Experiment 2 (early LPP, 400–1000 ms): Although higher-order interactions reached significance, no consistent or reliable main effect of condition was detected across analyses or at CPz (all p>0.05), indicating no robust non-deceptive placebo effect on attentional allocation.

Expectations/beliefs: Exploratory correlations found no significant relationships between beliefs/expectations and self-report (Exp 1) or sustained LPP (Exp 2) outcomes.

Discussion

Findings demonstrate that non-deceptive placebos reduce both subjective reports of emotional distress (for negative images) and an objective neural biomarker (sustained LPP) indexing appraisal and meaning-making stages of emotional processing. This supports the view that non-deceptive placebo effects are genuine psychobiological effects rather than mere response bias. The neural time course shows a gradual reduction beginning around 2000–3000 ms post-stimulus and plateauing around 3000–4000 ms, suggesting modulation of appraisal/meaning-making mechanisms rather than immediate attentional processes. An observed asymmetry across measures—self-report effects limited to negative stimuli versus neural effects present for both neutral and negative—may reflect differences in timing (online neural responses versus retrospective reports) and aligns with literature showing weak coherence among self-report, behavior, peripheral physiology, and neural measures.
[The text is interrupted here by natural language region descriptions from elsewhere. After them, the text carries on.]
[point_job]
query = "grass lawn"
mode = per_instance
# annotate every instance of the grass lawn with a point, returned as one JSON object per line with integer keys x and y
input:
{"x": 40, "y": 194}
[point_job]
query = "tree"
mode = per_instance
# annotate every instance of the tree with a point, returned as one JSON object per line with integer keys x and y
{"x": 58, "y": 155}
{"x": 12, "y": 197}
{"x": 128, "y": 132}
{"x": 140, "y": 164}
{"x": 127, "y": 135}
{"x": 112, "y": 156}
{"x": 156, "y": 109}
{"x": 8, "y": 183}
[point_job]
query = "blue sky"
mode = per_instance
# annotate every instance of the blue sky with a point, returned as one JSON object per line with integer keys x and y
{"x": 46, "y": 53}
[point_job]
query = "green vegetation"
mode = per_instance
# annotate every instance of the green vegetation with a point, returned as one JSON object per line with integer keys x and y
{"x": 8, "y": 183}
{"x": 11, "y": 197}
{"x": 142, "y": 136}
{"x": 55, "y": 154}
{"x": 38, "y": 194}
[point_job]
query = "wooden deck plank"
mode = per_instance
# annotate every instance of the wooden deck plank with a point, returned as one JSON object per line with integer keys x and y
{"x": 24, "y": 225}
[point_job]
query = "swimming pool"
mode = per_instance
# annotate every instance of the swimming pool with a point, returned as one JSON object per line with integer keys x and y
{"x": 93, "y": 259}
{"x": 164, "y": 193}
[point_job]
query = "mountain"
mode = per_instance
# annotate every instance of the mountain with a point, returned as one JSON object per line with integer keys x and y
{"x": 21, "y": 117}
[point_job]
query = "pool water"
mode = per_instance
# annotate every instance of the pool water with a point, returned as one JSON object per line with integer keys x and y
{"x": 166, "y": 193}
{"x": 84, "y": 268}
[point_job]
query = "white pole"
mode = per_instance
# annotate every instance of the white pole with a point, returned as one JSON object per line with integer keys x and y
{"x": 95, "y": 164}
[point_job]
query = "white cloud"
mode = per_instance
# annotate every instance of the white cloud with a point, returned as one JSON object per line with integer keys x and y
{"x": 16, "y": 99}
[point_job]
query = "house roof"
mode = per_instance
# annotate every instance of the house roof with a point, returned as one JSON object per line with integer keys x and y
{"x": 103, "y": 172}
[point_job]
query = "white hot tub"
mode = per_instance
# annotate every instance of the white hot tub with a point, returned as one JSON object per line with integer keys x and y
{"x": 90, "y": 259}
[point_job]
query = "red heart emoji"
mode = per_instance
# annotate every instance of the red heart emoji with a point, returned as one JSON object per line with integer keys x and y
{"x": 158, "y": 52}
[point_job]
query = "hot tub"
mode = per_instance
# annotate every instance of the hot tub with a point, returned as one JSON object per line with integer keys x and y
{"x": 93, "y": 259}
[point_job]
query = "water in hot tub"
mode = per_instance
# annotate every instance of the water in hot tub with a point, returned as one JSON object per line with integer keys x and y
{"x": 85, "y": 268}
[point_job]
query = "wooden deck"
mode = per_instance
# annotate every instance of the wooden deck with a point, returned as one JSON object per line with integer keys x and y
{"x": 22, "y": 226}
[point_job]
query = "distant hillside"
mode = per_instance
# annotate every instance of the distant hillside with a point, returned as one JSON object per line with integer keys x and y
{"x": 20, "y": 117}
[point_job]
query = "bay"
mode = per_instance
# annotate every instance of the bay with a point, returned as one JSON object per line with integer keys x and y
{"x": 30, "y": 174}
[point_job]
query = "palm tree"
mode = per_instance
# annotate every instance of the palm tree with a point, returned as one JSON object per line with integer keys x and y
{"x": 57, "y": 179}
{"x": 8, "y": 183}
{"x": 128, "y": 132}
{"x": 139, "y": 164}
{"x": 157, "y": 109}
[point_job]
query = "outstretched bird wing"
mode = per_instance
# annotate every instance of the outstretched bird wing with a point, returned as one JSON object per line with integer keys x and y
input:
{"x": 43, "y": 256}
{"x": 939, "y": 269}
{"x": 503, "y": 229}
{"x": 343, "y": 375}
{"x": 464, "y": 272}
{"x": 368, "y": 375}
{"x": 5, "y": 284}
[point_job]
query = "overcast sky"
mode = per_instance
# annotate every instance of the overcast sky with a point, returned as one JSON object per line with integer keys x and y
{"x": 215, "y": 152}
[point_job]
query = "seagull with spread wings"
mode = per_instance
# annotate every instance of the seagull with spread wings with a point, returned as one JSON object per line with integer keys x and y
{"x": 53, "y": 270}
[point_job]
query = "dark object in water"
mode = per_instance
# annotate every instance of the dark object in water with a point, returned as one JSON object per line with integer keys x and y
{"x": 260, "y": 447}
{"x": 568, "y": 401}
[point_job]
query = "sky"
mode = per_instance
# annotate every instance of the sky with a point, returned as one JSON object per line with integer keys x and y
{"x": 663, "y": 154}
Translationally, non-deceptive placebos could help manage emotional components of pain-related and psychiatric conditions and serve as a low-cost regulation strategy potentially distinct from cognitively demanding reappraisal. The lack of robust associations between expectations and outcomes aligns with prior open-label placebo research and may reflect limited introspective access to expectations.

Conclusion

Across two experiments, non-deceptive placebos reduced subjective emotional distress to negative images and decreased sustained LPP amplitude during emotional picture viewing, indicating objective psychobiological effects on appraisal-related neural processes. These results establish that open-label placebo interventions can modulate neural markers relevant to emotion regulation. Future research should test generalizability across demographics (including males and more diverse populations), clinical and nonclinical domains, additional biomarkers, and further delineate the psychological mechanisms and the role of conscious versus unconscious appraisals and expectations.

Limitations

Samples were predominantly college students with limited age and ethnic diversity; Experiment 2 included only female participants, limiting generalizability and preventing assessment of sex differences. The non-deceptive placebo group could not be fully blinded by design (though control participants were blind to the placebo study), which can introduce expectancy or demand effects despite mitigating steps. No consistent effects were observed on early LPP (attentional allocation). Exploratory analyses found no robust correlations between expectations/beliefs and outcomes, and the studies did not test clinical populations. Self-report in Experiment 2 was not collected to preserve neural signals, precluding direct within-experiment comparison of subjective and neural outcomes.